The interesting cases sit between those two. The team that built its agent runner in early twenty twenty-five, because nothing else existed, but never had a database integration that mattered, probably gains from the move now. The team that built its runner because their custom routing logic was the thing they actually sold, probably loses. The diagnostic question is: would a generic runtime be allowed to run my loop? If yes, the runtime is the simpler layer. If no, the runtime is one more piece of glue to maintain on top of the loop that already needs to exist.

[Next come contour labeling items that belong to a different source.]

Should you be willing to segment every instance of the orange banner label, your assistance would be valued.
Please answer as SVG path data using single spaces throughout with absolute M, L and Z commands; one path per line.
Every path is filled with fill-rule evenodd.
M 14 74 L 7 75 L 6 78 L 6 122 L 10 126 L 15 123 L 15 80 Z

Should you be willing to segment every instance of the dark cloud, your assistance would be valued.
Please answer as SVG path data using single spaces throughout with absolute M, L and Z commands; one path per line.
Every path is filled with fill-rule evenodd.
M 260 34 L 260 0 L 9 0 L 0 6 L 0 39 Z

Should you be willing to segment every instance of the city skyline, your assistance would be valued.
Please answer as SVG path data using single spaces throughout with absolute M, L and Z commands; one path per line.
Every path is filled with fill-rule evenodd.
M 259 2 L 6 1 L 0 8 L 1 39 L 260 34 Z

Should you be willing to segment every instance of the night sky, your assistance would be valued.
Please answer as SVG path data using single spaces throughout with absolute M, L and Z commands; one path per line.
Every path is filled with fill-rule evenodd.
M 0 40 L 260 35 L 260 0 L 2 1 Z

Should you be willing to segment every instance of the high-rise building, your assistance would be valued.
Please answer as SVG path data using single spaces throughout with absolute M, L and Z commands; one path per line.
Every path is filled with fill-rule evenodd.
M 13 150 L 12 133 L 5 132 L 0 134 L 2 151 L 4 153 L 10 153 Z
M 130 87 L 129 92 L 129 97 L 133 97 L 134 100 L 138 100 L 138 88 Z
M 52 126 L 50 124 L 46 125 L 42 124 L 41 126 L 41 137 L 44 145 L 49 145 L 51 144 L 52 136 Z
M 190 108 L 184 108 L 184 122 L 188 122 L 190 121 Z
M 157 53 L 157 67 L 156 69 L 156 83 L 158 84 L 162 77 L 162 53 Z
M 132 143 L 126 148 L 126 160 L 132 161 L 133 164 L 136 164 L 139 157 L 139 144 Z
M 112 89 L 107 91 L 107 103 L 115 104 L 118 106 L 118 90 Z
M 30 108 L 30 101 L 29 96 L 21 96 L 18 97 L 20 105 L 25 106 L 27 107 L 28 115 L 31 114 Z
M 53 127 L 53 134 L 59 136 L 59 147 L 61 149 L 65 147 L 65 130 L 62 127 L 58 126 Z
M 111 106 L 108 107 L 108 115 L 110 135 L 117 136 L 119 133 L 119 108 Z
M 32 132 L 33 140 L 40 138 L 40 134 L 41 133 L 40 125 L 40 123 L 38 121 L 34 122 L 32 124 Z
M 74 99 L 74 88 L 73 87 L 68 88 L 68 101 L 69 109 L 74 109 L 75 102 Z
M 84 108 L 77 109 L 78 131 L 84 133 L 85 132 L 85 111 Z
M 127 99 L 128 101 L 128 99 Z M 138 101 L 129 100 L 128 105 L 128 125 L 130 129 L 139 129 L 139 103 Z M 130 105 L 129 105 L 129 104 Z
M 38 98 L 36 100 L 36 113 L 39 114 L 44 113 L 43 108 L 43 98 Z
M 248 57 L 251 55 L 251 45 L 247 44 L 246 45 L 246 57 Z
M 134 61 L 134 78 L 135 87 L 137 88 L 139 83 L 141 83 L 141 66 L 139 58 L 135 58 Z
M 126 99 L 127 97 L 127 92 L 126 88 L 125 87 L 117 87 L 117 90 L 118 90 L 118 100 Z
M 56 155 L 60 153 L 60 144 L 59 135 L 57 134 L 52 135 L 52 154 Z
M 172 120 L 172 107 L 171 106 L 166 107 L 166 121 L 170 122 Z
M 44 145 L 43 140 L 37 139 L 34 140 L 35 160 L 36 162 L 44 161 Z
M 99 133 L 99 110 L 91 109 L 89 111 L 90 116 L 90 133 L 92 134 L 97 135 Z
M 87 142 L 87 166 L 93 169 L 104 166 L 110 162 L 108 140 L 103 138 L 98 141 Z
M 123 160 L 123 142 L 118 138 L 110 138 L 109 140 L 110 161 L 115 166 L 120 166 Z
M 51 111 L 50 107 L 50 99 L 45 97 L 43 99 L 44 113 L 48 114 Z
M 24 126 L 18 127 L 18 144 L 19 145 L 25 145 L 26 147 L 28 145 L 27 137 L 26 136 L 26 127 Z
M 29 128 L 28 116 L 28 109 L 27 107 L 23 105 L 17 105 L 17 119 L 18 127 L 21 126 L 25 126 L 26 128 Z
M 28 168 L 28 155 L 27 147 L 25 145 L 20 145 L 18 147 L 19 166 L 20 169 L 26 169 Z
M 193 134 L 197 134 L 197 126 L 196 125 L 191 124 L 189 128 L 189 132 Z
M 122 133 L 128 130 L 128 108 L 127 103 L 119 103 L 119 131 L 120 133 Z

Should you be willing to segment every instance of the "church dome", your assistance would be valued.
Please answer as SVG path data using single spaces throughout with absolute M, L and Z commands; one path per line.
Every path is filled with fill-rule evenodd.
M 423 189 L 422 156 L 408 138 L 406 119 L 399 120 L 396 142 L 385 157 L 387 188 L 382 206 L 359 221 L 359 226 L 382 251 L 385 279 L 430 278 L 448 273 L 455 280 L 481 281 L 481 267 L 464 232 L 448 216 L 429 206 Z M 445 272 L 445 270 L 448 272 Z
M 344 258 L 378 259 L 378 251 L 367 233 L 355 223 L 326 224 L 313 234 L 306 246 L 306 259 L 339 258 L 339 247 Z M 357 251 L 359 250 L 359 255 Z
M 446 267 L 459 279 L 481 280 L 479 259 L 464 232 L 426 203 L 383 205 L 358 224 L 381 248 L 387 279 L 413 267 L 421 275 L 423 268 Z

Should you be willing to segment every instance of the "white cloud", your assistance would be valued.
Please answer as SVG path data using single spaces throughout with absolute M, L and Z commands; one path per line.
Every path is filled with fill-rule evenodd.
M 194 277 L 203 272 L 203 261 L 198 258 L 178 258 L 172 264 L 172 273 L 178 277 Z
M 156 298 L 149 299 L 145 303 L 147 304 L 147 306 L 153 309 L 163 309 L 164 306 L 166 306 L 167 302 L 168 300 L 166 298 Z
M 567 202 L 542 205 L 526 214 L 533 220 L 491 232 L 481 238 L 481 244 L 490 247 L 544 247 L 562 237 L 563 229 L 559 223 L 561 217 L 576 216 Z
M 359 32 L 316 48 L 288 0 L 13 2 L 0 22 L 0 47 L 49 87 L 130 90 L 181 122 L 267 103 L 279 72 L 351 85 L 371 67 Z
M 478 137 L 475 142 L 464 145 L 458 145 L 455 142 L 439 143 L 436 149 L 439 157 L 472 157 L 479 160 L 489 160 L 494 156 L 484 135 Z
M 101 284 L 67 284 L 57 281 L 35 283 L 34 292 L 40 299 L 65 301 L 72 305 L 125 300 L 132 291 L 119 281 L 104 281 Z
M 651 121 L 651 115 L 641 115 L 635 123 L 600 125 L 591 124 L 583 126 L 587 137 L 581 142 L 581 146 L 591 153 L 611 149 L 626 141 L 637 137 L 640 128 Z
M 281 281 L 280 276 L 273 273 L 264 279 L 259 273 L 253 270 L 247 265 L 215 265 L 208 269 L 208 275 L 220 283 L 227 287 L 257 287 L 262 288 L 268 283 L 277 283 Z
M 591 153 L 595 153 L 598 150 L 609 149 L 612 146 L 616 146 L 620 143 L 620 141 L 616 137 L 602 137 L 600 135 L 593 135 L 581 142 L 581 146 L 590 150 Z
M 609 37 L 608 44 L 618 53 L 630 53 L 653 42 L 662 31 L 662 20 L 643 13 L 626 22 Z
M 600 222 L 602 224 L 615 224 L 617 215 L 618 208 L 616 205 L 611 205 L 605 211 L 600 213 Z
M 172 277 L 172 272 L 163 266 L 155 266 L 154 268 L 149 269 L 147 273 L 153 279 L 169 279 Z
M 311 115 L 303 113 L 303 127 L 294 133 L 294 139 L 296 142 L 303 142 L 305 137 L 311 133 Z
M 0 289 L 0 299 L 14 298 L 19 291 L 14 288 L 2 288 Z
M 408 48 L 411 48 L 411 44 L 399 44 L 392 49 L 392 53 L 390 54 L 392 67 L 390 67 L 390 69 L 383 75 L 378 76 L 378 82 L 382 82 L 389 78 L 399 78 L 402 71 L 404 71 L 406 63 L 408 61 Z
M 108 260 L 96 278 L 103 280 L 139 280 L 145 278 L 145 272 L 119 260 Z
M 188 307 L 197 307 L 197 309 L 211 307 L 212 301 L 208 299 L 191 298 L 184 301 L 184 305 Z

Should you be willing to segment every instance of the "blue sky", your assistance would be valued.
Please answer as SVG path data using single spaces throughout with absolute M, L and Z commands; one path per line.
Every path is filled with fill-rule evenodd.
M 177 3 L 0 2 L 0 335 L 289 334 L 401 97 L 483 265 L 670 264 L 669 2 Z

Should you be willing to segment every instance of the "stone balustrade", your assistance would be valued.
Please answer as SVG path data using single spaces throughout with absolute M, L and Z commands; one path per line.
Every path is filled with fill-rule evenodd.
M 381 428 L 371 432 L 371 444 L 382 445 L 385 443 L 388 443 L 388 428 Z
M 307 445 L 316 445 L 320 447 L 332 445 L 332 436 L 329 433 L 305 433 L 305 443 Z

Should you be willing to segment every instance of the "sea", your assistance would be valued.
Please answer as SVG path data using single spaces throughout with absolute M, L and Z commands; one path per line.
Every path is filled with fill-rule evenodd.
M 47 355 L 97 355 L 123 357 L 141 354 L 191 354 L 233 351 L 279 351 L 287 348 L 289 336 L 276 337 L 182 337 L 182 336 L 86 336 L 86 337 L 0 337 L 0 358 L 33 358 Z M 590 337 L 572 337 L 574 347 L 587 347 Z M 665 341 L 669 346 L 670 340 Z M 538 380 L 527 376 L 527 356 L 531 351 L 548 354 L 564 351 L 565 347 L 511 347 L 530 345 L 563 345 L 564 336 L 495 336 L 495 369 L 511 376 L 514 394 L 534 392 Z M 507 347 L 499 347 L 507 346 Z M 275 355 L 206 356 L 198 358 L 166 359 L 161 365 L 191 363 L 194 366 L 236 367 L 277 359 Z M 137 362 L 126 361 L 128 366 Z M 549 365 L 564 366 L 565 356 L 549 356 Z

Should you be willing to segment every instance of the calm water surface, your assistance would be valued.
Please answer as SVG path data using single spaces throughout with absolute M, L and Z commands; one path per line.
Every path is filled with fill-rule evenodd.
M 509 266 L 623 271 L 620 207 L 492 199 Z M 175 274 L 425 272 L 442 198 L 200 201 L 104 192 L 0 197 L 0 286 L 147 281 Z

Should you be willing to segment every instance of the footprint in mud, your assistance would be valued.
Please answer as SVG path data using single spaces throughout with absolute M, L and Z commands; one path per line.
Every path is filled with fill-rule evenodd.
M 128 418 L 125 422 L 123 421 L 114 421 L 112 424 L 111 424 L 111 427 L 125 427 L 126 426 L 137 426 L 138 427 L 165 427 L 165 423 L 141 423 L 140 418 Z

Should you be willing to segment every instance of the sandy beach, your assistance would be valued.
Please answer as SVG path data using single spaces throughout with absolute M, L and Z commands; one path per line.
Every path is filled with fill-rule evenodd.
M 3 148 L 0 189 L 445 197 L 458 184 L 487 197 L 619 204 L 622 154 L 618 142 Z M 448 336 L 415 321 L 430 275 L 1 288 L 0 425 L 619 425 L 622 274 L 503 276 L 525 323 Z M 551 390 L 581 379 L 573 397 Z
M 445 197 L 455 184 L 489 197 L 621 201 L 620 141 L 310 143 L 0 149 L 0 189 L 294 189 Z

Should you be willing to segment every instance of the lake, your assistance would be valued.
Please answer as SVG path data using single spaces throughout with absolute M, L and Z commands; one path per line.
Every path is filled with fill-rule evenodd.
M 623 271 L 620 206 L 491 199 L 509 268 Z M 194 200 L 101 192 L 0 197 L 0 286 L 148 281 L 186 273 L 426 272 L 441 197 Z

For Pär and his Director, today, the answer is: Director stays. The runner is the operator's lived-in workshop, and the workshop is not portable. For an Årebladet Live licensee next year, who wants to run the same operator pattern without rebuilding the runner, Managed Agents might be exactly what closes the gap. Same shape, different operator, no custom database; the runtime gives them the loop and the audit trail and the session resume and the credential vault, and the operator-specific layer drops to a small skill bundle and a thin M C P server. That is a future episode of this story, not this one.

So the runtime is real. The question of whether to use it has a clean answer, not a universal one. The Hugo rule still holds, and the rule is the diagnostic, not the result. Strip the complexity, find the layer underneath, build on that. Sometimes that layer is a managed agent runtime in another company's cloud. Sometimes that layer is a Python script in a folder on a hobbyist's laptop, and the script has been running for three years and produces a S I E four file the bookkeeper imports in under a minute. Both are the same principle, applied honestly.